The report, titled “An economy that serves the 99%”, reveals how large companies and the richest exacerbate inequalities, by exploiting an economic system that is failing, evading taxes, lowering wages and maximizing the profits of the shareholders”. According to the NGO, at this pace, the first “super-billionaire” in the world “could see his heritage exceed one thousand billion dollars in 25 years”. To spend this amount, it would “cost a million dollars per day during 2.738 years,” she says.
For its study, Oxfam is is based on the list of the eight richest individuals in the ranking of the magazine Forbes. It is in the order of the American Bill Gates (founder of Microsoft, whose wealth is estimated at $ 75 billion), ahead of Spaniard Amancio Ortega (Inditex), Warren Buffet (the CEO and largest shareholder of Berkshire Hathaway), the Mexican Carlos Slim (Grupo Carso), Jeff Bezos (founder and CEO of Amazon), Mark Zuckerberg (CEO and co-founder of Facebook), Larry Ellison (co-founder and CEO of Oracle) and Michael Bloomberg (founder and CEO of Bloomberg LP).
“downward Pressure on wages everywhere in the world”
Oxfam, which has taken the habit to draw attention to the growing inequalities on the occasion of the WEF, which will be held until Saturday in Davos, denounced “the pressure on wages everywhere in the world”, as well as tax breaks that benefit businesses and / or the use of tax havens. “Companies optimise their benefits, including minimizing their tax burden, thus depriving States of the resources essential to finance the policies and services necessary to reduce inequality,” the report says.

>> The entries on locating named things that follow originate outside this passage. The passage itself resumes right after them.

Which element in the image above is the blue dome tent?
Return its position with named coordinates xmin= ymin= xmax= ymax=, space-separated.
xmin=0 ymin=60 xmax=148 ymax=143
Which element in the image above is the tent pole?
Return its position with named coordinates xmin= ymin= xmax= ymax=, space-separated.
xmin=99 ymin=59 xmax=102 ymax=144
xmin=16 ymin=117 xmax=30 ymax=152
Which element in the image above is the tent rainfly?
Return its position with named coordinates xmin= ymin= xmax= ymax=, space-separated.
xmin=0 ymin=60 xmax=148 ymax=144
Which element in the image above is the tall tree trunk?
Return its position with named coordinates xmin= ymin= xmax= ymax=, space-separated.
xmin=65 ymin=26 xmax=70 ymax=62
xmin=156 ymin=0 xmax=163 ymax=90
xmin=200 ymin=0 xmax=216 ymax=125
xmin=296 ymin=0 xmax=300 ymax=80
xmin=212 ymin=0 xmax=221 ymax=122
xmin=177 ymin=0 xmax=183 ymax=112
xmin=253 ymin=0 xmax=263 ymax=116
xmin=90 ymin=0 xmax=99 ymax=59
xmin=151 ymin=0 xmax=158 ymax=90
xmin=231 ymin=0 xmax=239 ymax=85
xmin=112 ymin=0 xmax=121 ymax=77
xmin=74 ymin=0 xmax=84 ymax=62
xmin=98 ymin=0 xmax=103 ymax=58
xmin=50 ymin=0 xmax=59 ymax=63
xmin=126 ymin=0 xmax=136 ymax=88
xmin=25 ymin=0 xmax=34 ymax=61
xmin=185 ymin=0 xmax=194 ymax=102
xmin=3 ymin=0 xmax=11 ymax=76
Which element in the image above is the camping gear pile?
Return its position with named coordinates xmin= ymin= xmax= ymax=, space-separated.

The NGO, which is based on “new more precise data on the distribution of wealth in the world”, calls on governments to react and to move towards an economy more centred on the human. “When the politicians will stop being obsessed with GDP and will focus on the best interest of all their citizens, and not only an elite, a better future will be possible for all,” says Aubry.
France does not escape the criticisms of Oxfam. According to the study, 21 billionaires owned as much as 40% of the poorest of the French population in 2016. Last year, Oxfam had already denounced that cultural heritage is a cumulative 1% richest of the world had exceeded in 2015 one of the 99% remaining with a year ahead of schedule.